[REBOL] Re: Sort by first part of line
From: rotenca:telvia:it at: 8-Sep-2002 2:15
Hi Sunanda,
> For this and other reasons, I have some doubts about Rebol's ability to run
> 24x7 while pounding loads of data. Any really big designs out there should
> look closely at this issue.
I am not sure.
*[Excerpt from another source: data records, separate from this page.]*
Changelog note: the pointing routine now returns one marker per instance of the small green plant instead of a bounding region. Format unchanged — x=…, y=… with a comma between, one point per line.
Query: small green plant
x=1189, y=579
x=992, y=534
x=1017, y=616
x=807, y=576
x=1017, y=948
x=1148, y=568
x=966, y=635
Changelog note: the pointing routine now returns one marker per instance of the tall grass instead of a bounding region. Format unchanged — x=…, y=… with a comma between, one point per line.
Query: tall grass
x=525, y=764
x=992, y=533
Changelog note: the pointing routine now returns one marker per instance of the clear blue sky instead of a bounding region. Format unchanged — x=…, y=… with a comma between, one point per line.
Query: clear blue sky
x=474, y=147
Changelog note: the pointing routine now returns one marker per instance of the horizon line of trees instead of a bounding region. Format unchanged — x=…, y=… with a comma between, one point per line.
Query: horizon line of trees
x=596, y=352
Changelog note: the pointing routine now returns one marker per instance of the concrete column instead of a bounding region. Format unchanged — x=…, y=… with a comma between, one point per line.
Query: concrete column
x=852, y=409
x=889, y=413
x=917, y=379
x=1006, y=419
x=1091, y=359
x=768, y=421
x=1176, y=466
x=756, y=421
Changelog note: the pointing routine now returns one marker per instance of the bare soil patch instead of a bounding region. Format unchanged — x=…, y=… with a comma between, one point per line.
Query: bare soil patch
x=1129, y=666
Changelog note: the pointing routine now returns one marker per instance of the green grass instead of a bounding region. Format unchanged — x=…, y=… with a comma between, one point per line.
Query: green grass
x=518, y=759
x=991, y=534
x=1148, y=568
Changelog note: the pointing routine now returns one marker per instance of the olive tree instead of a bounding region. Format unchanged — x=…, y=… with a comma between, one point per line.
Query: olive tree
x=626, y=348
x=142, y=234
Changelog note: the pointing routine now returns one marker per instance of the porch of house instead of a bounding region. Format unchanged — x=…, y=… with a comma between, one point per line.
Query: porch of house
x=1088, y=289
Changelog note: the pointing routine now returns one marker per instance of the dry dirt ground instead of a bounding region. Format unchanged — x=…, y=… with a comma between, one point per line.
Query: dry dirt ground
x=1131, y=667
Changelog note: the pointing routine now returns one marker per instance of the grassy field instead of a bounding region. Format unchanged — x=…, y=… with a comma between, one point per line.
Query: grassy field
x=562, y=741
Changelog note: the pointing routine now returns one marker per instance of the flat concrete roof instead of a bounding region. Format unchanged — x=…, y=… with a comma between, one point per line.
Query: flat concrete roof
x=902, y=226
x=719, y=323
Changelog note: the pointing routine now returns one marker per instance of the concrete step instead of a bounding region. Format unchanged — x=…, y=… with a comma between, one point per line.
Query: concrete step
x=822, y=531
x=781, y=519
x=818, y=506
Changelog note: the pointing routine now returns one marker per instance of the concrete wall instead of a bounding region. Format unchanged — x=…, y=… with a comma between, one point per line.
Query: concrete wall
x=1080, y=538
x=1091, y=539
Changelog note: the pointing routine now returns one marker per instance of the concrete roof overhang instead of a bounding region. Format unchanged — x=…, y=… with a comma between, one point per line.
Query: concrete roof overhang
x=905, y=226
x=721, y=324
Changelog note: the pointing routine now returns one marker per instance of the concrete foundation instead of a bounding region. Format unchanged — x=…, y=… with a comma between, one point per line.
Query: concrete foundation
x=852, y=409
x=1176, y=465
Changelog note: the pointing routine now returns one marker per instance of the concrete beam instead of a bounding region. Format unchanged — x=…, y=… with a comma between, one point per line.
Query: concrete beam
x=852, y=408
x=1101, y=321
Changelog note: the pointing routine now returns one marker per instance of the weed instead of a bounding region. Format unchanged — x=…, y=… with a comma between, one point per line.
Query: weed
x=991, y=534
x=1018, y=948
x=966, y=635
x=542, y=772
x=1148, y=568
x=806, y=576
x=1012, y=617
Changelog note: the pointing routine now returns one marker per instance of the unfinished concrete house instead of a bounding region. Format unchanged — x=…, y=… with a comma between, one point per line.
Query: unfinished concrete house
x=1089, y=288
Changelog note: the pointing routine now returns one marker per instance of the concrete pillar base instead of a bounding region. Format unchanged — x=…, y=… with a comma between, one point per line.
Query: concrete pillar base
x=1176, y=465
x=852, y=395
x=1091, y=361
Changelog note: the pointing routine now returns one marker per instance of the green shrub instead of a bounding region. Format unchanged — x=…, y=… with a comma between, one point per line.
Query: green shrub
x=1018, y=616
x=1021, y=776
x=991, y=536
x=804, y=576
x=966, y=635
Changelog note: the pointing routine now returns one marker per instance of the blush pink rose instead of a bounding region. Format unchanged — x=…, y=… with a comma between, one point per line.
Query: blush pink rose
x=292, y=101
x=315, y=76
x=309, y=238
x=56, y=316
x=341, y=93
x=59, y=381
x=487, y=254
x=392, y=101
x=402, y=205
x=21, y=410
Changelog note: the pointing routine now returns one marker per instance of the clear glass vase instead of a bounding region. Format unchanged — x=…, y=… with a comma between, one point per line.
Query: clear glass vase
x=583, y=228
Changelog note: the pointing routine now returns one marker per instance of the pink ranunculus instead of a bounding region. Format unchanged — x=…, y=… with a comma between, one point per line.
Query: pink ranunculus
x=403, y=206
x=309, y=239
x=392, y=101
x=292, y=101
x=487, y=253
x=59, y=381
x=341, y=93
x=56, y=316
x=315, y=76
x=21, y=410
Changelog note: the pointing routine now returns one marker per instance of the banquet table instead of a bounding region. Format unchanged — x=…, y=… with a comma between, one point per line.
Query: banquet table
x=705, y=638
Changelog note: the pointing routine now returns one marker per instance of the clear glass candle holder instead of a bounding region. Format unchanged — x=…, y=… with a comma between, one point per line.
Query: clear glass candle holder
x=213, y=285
For example, at least under 1.2.5.3.1, my two tests after some
oscillations do not change memory allocation (and without any recycle
command).
Your test is stable like rock in memory allocation without recycle. I did not
try other tests.
Often (i think always) continue memory increases are only the result of a bug
in user code (blocks and strings are the first to check).
To end, in my tests i did not see any variation in the timing of your test
and up to date we are not sure that memory allocation continue to grow when we
repeat all the tests.
> Thanks for your timings. I get (on my machine) a run time of about 6.5
> seconds. 25% faster than Gregg's but still some way to go to beat Scott and
> Joel. It's that parse again. You only do one compared to Gregg's 750,000 (or
> so). I guess it's not the number of invokations: it's the total data that
has
> to be parsed than counts.
I suspect (i'm sure :-) you use a not-beta Rebol release. I have similar
results under 1.2.3.1.3.
Automatic Rebol memory allocation until 1.2.3 is buggy and to limit problems,
blocks need to be preallocated with make block!.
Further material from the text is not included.